Following the capture of Crete many Cretans and allied soldiers that had escaped capture took to the mountains to continue the struggle. Cretan families took huge and sometimes fatal risks to help save the allied soldiers that had been left behind. Cretan women became mothers and sisters to allied soldiers, including many Australians, as they sheltered them from the Germans. The Germans took out their vengeance for their shocking losses on the local population. Whole villages were wiped out in reprisals. In one village, Gandanos, which was burned to the ground only a sign remained stating: “Here stood Gandanos. It was destroyed in retaliation for the death of 25 German soldiers.”

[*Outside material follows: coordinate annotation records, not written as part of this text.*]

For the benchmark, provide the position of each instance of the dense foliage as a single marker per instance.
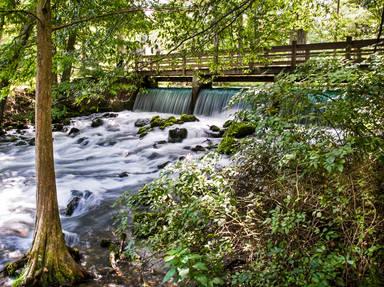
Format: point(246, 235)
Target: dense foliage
point(301, 203)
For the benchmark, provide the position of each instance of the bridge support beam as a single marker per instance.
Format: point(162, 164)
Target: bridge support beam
point(197, 85)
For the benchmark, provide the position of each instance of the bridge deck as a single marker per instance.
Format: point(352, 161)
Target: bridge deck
point(250, 67)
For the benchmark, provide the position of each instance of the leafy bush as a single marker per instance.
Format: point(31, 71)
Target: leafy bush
point(303, 203)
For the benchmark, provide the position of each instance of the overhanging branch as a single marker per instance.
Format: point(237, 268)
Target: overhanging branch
point(117, 12)
point(25, 12)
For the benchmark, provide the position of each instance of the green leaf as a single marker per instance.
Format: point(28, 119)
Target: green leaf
point(200, 266)
point(169, 275)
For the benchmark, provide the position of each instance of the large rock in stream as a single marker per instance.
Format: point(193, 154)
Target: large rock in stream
point(177, 135)
point(142, 122)
point(75, 201)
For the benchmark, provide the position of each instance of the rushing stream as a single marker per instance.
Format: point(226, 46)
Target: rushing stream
point(105, 161)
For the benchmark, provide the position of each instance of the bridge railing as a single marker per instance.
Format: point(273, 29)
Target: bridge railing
point(279, 57)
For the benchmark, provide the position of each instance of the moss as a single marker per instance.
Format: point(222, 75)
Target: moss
point(156, 121)
point(229, 145)
point(214, 128)
point(143, 131)
point(227, 124)
point(240, 130)
point(11, 269)
point(97, 123)
point(168, 122)
point(19, 281)
point(188, 118)
point(236, 130)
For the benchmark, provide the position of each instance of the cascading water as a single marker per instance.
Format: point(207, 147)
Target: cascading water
point(164, 100)
point(98, 164)
point(214, 101)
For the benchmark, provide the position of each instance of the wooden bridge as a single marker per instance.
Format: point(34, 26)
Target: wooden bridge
point(179, 67)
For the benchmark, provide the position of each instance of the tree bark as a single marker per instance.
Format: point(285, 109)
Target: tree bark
point(380, 29)
point(49, 261)
point(14, 63)
point(66, 75)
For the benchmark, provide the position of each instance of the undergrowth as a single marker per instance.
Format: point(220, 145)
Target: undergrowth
point(301, 203)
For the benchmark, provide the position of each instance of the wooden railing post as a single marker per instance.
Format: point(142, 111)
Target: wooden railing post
point(307, 54)
point(151, 63)
point(216, 53)
point(348, 49)
point(266, 56)
point(157, 62)
point(184, 65)
point(136, 63)
point(294, 52)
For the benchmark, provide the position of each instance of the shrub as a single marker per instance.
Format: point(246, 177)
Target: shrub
point(302, 204)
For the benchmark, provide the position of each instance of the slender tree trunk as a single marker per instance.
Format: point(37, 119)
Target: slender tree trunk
point(14, 63)
point(380, 29)
point(3, 103)
point(66, 75)
point(49, 261)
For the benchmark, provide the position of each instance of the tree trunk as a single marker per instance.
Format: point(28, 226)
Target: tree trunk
point(66, 75)
point(380, 30)
point(21, 42)
point(3, 103)
point(49, 261)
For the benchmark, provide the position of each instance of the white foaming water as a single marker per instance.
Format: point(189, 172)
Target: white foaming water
point(94, 161)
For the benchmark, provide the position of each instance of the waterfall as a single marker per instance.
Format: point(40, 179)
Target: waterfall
point(214, 101)
point(164, 100)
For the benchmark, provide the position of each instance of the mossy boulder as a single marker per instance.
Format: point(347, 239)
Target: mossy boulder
point(177, 135)
point(143, 131)
point(240, 130)
point(168, 122)
point(228, 146)
point(73, 132)
point(156, 121)
point(142, 122)
point(188, 118)
point(97, 123)
point(236, 130)
point(214, 128)
point(227, 124)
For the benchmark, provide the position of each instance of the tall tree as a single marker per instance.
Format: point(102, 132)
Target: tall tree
point(49, 261)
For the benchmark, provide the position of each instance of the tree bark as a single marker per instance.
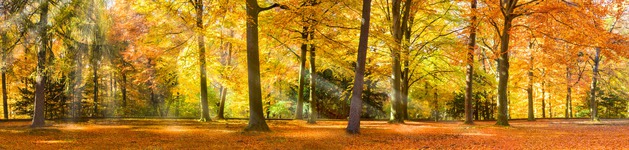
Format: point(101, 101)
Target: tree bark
point(407, 24)
point(470, 67)
point(123, 87)
point(78, 84)
point(529, 90)
point(221, 107)
point(38, 118)
point(396, 111)
point(543, 99)
point(302, 75)
point(205, 114)
point(95, 79)
point(314, 114)
point(595, 76)
point(353, 125)
point(3, 69)
point(503, 74)
point(256, 116)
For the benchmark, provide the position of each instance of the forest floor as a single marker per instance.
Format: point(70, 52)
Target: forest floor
point(296, 134)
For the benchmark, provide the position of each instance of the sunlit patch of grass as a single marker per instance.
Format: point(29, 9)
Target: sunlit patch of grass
point(175, 129)
point(12, 131)
point(477, 134)
point(54, 142)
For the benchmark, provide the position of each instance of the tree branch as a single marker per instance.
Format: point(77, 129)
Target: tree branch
point(273, 6)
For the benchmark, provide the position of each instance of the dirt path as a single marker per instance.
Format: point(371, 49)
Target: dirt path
point(189, 134)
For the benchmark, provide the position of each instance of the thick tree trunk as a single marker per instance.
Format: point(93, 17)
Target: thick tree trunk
point(356, 107)
point(503, 74)
point(256, 116)
point(595, 76)
point(205, 113)
point(302, 75)
point(470, 68)
point(314, 113)
point(38, 118)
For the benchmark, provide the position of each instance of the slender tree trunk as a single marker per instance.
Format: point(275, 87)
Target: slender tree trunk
point(302, 75)
point(396, 111)
point(78, 84)
point(406, 33)
point(568, 102)
point(256, 116)
point(529, 90)
point(205, 114)
point(124, 89)
point(38, 118)
point(3, 69)
point(543, 99)
point(595, 76)
point(550, 107)
point(356, 107)
point(503, 74)
point(95, 80)
point(314, 113)
point(4, 93)
point(221, 107)
point(470, 68)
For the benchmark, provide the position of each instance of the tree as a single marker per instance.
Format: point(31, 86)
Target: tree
point(256, 116)
point(508, 11)
point(205, 114)
point(470, 66)
point(397, 114)
point(353, 125)
point(312, 117)
point(38, 116)
point(529, 88)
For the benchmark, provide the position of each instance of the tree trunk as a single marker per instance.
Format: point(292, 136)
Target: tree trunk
point(78, 84)
point(38, 118)
point(503, 74)
point(312, 118)
point(302, 75)
point(568, 102)
point(595, 75)
point(205, 114)
point(353, 125)
point(95, 80)
point(470, 68)
point(124, 89)
point(5, 106)
point(221, 107)
point(256, 116)
point(396, 111)
point(543, 99)
point(406, 26)
point(3, 69)
point(529, 89)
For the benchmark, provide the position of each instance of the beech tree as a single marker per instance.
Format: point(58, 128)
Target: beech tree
point(353, 125)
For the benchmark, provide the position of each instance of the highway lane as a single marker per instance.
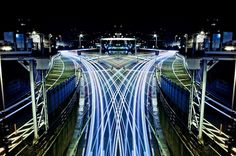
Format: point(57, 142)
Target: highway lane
point(118, 88)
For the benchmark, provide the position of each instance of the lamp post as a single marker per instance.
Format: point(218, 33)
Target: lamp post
point(80, 36)
point(186, 43)
point(155, 36)
point(49, 42)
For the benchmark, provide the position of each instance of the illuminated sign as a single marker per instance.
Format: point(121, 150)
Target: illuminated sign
point(216, 41)
point(9, 37)
point(227, 37)
point(20, 41)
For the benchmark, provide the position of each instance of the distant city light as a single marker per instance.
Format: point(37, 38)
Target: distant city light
point(6, 48)
point(230, 48)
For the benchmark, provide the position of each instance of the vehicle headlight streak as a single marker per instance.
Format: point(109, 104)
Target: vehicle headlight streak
point(118, 99)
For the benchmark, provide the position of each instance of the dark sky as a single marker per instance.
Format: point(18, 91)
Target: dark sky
point(146, 16)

However, the German atrocities did not stop a tenacious resistance campaign which only ended when the Germans left the island. In fact, the Germans were forced to keep as many as 50,000 soldiers on the small island in order to control it. It has been estimated that nearly 9,000 Cretan civilians and partisans were killed during the war including 1,100 women and 900 children. Perhaps the following quotes from some key participants best sum up the importance of the Battle of Crete and Greece’s heroic resistance in general:
“Hence we shall not say that Greeks fight like heroes, but that heroes fight like Greeks.”

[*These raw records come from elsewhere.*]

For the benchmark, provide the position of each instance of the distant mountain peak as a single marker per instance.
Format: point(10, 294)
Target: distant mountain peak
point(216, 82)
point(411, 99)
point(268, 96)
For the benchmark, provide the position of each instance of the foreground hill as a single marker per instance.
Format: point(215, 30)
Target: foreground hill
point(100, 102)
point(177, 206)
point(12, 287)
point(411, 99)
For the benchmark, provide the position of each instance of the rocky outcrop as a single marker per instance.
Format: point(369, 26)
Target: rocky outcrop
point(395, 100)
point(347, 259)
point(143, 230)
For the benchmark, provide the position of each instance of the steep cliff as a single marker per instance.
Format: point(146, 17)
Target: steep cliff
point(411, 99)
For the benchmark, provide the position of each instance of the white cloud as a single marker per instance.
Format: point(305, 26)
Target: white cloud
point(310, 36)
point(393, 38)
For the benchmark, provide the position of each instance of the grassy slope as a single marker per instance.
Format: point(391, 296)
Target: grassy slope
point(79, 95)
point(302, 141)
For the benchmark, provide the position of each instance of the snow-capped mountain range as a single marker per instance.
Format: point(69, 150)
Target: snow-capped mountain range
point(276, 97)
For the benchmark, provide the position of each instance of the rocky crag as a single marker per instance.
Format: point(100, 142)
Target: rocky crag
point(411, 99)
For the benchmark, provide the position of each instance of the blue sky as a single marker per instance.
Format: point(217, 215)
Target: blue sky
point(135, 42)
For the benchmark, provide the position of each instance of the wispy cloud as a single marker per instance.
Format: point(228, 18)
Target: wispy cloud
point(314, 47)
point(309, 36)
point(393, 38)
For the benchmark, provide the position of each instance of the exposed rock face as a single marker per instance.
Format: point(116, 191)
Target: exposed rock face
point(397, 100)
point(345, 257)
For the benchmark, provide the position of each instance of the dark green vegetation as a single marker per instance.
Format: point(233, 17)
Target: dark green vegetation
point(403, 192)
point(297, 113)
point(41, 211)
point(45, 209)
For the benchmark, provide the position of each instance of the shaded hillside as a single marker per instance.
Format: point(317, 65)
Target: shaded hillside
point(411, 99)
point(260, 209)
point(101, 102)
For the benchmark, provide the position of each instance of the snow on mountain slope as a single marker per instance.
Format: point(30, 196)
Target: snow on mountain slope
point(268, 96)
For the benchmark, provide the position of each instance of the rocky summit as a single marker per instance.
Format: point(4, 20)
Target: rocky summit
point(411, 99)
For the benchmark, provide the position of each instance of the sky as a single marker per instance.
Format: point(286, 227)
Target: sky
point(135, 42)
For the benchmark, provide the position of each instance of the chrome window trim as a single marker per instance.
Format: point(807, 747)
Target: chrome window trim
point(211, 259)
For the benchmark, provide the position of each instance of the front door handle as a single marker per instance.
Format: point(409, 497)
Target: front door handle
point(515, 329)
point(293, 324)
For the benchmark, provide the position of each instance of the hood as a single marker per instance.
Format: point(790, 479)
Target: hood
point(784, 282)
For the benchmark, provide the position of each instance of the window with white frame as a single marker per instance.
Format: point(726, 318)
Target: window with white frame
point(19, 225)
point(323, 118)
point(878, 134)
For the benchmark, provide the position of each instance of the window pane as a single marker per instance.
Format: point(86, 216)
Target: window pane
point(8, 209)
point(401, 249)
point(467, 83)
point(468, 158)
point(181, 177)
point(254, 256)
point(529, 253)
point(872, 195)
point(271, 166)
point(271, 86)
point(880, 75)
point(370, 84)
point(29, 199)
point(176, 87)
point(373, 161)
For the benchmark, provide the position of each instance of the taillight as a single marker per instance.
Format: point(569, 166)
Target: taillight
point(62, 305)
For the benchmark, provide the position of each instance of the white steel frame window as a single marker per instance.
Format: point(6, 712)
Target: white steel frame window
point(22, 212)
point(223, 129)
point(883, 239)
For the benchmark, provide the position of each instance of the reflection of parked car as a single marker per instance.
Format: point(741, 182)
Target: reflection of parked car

Adolf Hitler in a speech to the Reichstag in 1941:
“It must be said, for the sake of historical truth, that amongst all our opponents, only the Greeks fought with such endless courage and defiance of death.”

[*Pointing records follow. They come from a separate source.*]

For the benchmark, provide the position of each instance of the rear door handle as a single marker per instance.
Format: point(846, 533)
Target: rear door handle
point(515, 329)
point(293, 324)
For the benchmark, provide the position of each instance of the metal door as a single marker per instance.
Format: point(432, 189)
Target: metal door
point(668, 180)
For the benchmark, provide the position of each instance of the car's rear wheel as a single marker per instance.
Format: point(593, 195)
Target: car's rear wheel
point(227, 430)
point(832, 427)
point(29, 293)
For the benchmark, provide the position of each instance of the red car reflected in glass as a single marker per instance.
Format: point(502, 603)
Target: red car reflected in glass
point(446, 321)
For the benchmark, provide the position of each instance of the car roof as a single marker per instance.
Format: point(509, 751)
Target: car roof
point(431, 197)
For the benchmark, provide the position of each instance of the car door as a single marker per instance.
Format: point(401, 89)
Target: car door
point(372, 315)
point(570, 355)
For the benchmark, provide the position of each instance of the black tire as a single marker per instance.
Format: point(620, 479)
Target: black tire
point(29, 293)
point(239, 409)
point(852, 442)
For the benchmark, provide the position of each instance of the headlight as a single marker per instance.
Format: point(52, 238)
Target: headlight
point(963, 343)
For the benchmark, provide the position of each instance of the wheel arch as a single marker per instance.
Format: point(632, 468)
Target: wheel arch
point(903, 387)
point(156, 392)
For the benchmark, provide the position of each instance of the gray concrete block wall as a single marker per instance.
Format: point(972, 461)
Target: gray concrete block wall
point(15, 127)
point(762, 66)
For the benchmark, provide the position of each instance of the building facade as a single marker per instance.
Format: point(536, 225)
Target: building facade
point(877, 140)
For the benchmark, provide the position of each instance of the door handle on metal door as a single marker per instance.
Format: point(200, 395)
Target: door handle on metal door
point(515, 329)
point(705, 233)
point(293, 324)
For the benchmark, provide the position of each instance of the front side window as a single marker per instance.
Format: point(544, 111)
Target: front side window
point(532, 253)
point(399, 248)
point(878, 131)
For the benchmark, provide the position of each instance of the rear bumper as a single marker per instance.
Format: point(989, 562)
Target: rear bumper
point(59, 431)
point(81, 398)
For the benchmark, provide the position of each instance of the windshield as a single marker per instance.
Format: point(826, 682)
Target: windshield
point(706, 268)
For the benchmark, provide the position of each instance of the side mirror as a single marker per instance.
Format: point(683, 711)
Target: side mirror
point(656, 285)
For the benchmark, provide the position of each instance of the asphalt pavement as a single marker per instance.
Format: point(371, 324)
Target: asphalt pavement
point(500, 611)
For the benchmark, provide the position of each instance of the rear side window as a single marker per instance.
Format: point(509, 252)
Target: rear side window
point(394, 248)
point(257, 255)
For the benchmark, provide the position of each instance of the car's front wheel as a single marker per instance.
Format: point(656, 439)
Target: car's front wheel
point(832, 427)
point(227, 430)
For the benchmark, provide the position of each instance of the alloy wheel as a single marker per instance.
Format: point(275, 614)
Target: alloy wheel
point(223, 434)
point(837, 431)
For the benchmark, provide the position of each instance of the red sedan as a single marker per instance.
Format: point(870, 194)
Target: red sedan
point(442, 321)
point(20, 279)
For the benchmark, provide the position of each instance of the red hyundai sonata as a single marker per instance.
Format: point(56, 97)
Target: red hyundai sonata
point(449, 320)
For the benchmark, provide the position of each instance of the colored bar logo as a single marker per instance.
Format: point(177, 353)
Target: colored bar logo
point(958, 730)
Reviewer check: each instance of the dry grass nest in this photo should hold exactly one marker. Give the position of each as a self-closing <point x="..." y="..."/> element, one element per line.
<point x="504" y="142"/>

General Freyberg during the Battle of Crete:
“I wish to express the admiration of the Australian, New Zealand and British soldiers for the bravery, daring and courage shown by the Greek troops as well as the inhabitants of the island of Crete in these critical hours. The whole world has its eyes turned to Crete and her noble defenders.”
General Kurt Student referred to the Battle of Crete as being:
“The graveyard of the German parachutist” and “a disastrous victory.”
From the British Ministry of Defence official records:
“The Battles in Greece and Crete forced the Germans to postpone for many crucial weeks their invasion against Russia. They staved off the danger of German air force attacks against the bases in the Middle East. In other words, the Battles in Greece and Crete although defeats from a tactical point of view, may be considered victories from a strategic point of view.”
8. Crete Since the Second World War
Following the Second World War Crete was for a short time caught up in the civil conflict that occurred in Greece between communists and royalists. Many Cretans immigrated during the 1950’s and 1960’s as Greece had been left impoverished by the Second World War and the civil strife that followed. A large number of these immigrants came to Australia.
In recent years Crete has prospered along with the rest of Greece. Since Greece entered the European Union in 1981 Crete has slowly changed its traditional inward looking mentality and now sees itself as playing a more important role in the wider region using its strategic position in the eastern Mediterranean. The recent establishment of many higher learning and research institutions are part of this new vision for the island. In the near future Crete hopes to bridge its immense heritage with a quickly developing world by becoming a centre not only for culture and tourism but also research, education, technology and high quality products and services.